Sedation and general anesthesia for patients with Cornelia De Lange syndrome: A case series.

Cornelia De Lange syndrome (CdLS) is a rare congenital disease characterized by typical facial dysmorphism, developmental disability, and limb deficiency defects. Various congenital malformations and medical complications have been described with gastroesophageal reflux as the major one. CdLS patients often require multiple high-risk anesthetic procedures. At San Gerardo Hospital (Monza, Italy) the management of CdLS patients is routinely organized through a standard protocol and a dedicated pediatric anesthesia team has been implemented. We report on a retrospective descriptive analysis of the anesthetic records of the CdLS patients admitted to San Gerardo Hospital from January 2010 to December 2015. We retrieved: demographics, genetic profiles, type of procedures, anesthetic approaches, anesthetics usage and complications. Data are reported as median (interquartile range) values. Twenty-seven patients (11 female), with age 12 (7-15) years old, weight 24 (14-35) kg, and severity score of 25 (18-32) were included. NIBPL mutations were the most frequently represented. We analyzed 58 procedures (30 esophagogastroduodenoscopies, 8 evoked auditory potential tests, 5 radiodiagnostics, 5 catheters positioning, 4 bronchoscopies) managed by sedation (36) and general anesthesia (6). Each patient underwent one (1-2) anesthetic procedure.
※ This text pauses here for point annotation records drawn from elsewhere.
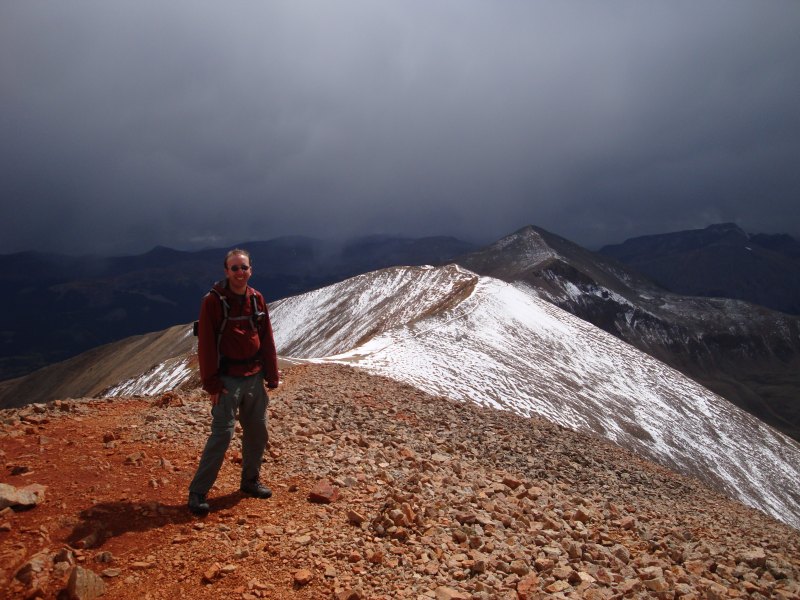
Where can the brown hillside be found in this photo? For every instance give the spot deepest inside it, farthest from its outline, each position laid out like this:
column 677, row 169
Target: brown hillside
column 436, row 499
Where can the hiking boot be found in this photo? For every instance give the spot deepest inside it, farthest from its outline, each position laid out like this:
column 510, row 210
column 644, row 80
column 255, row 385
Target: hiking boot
column 198, row 505
column 253, row 488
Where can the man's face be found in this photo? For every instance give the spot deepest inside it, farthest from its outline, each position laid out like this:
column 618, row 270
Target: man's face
column 238, row 271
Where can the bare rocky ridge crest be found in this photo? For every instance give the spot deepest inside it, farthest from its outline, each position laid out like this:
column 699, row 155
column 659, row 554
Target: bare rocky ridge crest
column 428, row 498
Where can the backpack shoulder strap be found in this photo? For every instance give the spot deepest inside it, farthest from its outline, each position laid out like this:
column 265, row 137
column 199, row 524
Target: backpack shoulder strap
column 225, row 310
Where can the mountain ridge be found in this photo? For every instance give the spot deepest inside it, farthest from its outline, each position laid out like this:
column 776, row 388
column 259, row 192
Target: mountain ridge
column 719, row 261
column 434, row 498
column 746, row 353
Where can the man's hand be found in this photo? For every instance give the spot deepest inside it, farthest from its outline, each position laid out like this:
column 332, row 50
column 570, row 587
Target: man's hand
column 215, row 397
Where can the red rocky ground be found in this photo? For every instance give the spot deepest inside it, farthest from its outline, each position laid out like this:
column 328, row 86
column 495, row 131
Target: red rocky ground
column 428, row 498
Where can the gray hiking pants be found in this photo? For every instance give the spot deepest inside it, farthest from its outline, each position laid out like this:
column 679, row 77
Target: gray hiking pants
column 247, row 396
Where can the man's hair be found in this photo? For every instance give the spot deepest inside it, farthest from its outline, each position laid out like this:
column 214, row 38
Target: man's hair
column 236, row 251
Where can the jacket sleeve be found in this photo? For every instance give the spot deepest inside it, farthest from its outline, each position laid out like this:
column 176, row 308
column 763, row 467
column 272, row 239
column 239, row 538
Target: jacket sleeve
column 207, row 331
column 269, row 354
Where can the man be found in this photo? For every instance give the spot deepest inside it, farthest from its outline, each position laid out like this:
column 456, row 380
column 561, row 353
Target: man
column 237, row 357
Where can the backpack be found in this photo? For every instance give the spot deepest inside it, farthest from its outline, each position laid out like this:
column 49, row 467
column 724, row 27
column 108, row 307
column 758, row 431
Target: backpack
column 256, row 318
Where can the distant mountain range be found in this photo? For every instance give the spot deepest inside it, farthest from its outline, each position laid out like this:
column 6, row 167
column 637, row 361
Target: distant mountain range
column 719, row 261
column 746, row 353
column 456, row 334
column 55, row 306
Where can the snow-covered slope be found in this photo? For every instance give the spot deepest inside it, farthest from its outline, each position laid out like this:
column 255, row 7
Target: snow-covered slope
column 451, row 332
Propofol (59%), sevoflurane (31%), fentanyl (24%), and ketamine (10%) were used. Three out of six endotracheal intubations were difficult. The only documented intraoperative complications were three episodes of desaturation (oxygen saturation <90%) occurring during sedations and were managed without the need for an invasive control of the airways. Implementation of a specific management protocol and a dedicated allowed to provide anesthesia to CdLS patients without the occurrence of major complications. © 2016 Wiley Periodicals, Inc.